Amazon Picking Long Island City & Northern Virginia For Split HQ2

The Wall Street Journal reported late Monday that Amazon has picked New York's Long Island City and Arlington County's Crystal City neighborhoods, citing people familiar with the matter.

- Amazon has chosen Northern Virginia and New York City as the locations for the company's newest headquarters, according to a new report.

Long Island City in Queens is one of the fastest-developing neighborhoods in New York City.

The Washington Post, which also confirmed the news Monday evening, noted that while "238 locations initially submitted proposals to Amazon, the Washington region was considered a favorite from the outset by many experts due to Bezos's personal connections in the region, particularly the $23 million mansion he purchased in the city's Kalorama neighborhood past year and his ownership of The Washington Post".

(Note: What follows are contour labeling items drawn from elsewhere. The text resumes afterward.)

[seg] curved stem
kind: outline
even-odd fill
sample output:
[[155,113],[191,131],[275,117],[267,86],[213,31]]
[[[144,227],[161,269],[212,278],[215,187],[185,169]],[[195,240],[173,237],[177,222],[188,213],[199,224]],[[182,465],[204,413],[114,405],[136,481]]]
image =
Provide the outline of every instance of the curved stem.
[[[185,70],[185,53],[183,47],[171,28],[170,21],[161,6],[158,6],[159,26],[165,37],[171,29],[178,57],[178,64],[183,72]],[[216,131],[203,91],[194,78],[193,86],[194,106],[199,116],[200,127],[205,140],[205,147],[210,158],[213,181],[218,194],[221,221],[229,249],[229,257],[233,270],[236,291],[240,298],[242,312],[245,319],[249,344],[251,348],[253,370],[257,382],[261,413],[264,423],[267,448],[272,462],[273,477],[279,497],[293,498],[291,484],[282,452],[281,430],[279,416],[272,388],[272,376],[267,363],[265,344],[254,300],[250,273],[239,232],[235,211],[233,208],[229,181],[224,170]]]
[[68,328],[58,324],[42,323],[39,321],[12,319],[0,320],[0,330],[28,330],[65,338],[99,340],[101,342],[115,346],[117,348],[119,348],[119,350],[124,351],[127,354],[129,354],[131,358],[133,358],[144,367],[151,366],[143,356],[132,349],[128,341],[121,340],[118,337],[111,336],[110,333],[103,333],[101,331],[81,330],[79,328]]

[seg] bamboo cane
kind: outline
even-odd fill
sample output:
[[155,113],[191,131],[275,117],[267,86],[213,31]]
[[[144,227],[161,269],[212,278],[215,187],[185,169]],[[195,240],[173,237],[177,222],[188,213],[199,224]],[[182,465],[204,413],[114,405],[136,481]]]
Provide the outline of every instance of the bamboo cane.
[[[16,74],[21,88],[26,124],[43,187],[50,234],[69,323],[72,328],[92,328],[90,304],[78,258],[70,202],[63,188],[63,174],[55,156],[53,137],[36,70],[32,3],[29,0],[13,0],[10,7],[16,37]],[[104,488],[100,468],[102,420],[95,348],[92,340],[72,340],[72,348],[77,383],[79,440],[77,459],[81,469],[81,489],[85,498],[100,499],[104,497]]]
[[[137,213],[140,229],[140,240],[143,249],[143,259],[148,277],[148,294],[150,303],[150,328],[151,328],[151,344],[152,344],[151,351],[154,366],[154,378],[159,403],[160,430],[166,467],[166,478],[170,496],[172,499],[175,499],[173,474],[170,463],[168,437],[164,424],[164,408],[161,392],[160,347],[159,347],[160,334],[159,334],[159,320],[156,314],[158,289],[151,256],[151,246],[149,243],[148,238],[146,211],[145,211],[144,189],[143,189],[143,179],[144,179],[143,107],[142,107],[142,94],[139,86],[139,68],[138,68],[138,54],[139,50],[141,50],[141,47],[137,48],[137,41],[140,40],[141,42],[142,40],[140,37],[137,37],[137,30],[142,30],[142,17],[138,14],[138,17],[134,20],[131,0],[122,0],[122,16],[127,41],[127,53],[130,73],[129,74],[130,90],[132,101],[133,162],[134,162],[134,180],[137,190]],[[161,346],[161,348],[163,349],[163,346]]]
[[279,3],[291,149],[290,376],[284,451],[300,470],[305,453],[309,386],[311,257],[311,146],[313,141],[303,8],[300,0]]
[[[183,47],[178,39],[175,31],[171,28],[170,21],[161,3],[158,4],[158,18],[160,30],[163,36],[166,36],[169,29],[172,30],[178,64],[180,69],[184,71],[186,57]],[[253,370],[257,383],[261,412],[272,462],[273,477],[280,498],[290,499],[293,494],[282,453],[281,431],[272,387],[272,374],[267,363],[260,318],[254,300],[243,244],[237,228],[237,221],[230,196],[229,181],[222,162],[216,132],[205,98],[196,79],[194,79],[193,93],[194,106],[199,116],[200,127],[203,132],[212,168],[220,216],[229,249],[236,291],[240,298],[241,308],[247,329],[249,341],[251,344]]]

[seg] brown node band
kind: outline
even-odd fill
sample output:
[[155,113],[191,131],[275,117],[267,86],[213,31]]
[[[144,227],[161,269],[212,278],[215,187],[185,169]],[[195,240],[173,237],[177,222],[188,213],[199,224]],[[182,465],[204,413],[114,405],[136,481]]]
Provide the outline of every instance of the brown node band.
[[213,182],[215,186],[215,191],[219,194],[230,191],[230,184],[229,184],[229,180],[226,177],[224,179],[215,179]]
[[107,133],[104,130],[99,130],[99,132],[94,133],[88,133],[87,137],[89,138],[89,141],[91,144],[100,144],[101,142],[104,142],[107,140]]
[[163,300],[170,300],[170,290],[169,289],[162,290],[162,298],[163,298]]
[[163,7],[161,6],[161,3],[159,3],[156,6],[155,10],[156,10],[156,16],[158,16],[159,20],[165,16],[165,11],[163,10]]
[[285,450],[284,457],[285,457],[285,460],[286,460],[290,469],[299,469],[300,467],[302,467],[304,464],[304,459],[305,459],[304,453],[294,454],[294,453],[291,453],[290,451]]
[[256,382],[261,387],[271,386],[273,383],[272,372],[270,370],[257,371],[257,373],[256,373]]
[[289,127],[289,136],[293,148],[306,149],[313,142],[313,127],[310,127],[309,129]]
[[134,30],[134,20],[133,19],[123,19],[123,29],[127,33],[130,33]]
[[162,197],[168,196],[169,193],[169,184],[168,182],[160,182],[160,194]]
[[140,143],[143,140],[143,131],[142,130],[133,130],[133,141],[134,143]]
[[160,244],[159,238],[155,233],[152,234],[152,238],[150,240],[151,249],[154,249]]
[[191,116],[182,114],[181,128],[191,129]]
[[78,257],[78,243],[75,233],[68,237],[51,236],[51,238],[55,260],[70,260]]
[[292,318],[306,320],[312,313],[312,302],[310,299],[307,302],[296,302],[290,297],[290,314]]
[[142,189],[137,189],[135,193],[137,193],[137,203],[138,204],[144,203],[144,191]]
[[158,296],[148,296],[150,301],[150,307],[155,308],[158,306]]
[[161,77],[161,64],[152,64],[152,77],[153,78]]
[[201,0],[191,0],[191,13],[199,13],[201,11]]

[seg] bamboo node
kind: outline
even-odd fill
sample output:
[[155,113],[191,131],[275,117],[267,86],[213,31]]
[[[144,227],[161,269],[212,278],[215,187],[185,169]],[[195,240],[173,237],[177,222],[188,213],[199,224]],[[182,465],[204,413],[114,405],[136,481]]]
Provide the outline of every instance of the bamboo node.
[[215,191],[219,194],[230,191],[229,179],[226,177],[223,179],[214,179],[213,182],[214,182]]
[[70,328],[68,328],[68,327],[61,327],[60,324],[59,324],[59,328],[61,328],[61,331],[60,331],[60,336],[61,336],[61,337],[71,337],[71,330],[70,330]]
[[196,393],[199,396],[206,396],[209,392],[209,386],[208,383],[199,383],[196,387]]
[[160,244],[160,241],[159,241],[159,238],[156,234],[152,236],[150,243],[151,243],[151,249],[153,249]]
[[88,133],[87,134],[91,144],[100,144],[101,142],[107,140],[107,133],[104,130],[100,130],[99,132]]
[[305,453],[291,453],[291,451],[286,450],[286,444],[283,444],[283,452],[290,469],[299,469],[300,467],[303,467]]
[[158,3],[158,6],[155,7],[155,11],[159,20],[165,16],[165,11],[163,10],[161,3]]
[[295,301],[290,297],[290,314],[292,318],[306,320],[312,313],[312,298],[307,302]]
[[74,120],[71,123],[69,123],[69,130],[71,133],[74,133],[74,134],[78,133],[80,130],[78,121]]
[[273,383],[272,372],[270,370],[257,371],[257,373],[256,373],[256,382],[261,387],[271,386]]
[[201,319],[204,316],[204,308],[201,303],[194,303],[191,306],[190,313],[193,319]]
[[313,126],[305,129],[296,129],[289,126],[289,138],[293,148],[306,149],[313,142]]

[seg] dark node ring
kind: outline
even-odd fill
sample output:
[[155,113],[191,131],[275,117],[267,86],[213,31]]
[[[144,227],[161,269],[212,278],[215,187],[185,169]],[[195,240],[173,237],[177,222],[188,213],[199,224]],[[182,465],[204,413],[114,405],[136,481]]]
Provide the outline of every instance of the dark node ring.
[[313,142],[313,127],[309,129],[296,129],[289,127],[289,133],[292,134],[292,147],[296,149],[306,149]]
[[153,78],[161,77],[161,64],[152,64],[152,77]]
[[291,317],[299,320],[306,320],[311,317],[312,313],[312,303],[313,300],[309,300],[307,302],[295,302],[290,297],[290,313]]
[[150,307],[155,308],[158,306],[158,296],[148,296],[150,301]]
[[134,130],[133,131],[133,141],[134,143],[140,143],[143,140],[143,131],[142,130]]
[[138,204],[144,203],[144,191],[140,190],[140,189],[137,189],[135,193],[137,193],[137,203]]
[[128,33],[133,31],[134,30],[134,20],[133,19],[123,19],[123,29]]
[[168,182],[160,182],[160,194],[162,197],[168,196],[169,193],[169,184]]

The Journal last week quoted an anonymous source as saying Amazon decided that dividing its second headquarters between two locations would spread the economic benefits as well as burdens - such as pressure on housing and transportation. The online retail giant, which is based in Seattle, narrowed its search to 20 cities vying for HQ2 at the beginning of the year.

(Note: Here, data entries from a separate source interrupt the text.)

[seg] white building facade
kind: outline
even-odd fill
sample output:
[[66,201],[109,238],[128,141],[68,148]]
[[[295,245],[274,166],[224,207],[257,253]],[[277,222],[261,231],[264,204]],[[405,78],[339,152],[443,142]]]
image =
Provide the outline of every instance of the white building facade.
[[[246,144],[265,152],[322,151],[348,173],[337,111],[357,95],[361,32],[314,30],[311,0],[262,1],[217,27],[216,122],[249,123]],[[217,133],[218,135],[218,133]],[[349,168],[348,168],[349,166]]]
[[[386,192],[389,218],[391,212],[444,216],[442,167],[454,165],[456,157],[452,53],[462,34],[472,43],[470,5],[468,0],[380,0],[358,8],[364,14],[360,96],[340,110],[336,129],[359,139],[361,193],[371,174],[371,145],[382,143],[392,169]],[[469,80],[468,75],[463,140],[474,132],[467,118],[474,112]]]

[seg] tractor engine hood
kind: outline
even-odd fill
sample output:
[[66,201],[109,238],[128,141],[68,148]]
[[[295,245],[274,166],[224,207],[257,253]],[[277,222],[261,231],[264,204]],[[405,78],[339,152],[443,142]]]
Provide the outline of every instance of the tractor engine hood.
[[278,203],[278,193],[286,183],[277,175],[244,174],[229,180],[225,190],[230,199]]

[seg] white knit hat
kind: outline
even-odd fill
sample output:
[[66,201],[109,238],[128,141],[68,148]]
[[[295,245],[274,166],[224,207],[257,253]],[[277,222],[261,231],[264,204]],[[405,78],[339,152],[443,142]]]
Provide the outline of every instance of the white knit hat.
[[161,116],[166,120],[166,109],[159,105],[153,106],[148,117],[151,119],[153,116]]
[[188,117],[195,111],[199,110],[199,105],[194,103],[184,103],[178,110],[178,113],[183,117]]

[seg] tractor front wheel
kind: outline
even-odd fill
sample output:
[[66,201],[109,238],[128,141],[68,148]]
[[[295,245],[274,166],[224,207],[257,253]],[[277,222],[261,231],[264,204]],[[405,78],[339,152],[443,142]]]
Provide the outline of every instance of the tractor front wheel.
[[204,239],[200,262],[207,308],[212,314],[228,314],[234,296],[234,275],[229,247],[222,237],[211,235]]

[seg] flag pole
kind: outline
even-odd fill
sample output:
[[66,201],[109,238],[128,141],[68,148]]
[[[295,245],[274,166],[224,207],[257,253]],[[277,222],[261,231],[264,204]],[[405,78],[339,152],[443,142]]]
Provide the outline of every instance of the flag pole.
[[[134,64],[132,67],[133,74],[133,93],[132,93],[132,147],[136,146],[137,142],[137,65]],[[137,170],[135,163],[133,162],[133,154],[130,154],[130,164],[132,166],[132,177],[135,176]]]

Still, landing HQ2 would represent "incredible validation of just how far NY has come", says Jonathan Bowles, executive director of the Center for an Urban Future think tank. The company has about 45,000 employees in the city, and the company said it needed to hire more employees than the city could attract or absorb. Its current world headquarters is in Seattle. Other cities may get other responsibilities, the newspaper added.

New York Gov. Andrew Cuomo said New York has prepared a "great incentive package" to lure Amazon to the area, The New York Times reported.

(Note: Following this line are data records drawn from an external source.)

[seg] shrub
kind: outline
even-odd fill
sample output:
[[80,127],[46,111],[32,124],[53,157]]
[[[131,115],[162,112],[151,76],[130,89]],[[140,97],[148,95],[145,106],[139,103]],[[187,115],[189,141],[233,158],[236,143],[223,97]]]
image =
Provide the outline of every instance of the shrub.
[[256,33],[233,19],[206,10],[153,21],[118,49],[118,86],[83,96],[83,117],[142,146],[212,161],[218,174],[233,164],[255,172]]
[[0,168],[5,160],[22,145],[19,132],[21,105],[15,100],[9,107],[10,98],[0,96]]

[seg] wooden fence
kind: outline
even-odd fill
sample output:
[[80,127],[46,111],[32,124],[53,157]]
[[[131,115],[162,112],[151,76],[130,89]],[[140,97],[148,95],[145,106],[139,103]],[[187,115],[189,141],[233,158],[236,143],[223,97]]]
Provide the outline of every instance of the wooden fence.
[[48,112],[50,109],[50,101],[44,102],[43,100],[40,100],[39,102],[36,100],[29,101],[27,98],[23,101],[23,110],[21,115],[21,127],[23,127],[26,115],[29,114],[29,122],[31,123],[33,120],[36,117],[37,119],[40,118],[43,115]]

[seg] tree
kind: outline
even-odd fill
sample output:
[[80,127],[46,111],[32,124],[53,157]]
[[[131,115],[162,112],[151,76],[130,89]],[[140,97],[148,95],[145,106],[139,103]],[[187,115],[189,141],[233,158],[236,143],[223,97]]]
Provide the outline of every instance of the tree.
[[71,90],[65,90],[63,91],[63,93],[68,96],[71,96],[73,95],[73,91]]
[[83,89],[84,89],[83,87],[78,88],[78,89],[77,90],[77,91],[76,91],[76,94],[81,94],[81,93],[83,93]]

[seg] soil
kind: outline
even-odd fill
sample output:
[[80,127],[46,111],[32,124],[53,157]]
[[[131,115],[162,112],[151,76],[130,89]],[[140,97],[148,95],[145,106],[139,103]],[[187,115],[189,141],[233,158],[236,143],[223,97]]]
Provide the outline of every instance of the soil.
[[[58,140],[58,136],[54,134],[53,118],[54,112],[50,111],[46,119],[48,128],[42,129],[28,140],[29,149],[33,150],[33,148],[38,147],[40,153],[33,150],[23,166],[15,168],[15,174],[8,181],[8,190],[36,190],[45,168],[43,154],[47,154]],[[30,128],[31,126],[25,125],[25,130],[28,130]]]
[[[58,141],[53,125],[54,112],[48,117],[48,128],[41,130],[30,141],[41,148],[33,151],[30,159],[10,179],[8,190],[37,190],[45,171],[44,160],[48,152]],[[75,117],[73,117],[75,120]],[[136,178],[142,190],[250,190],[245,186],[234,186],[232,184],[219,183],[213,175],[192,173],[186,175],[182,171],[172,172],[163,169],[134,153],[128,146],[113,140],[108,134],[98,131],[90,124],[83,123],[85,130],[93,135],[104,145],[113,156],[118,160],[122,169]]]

Amazon factored in a host of qualifications for the selection of its new headquarters sites, including access to mass transit, proximity to an airport with direct flights to and from Seattle and-perhaps most important-a pool of available tech talent nearby.

It also has brought additional scrutiny to potential incentives Amazon might receive to locate in certain areas. Bernie Sanders, who have called out the company over issues like wages. The U.S. Patent and Trademark Office began moving more than 7,000 jobs out of Crystal City in 2003.

A look at two communities said to be at the top of Amazon's list.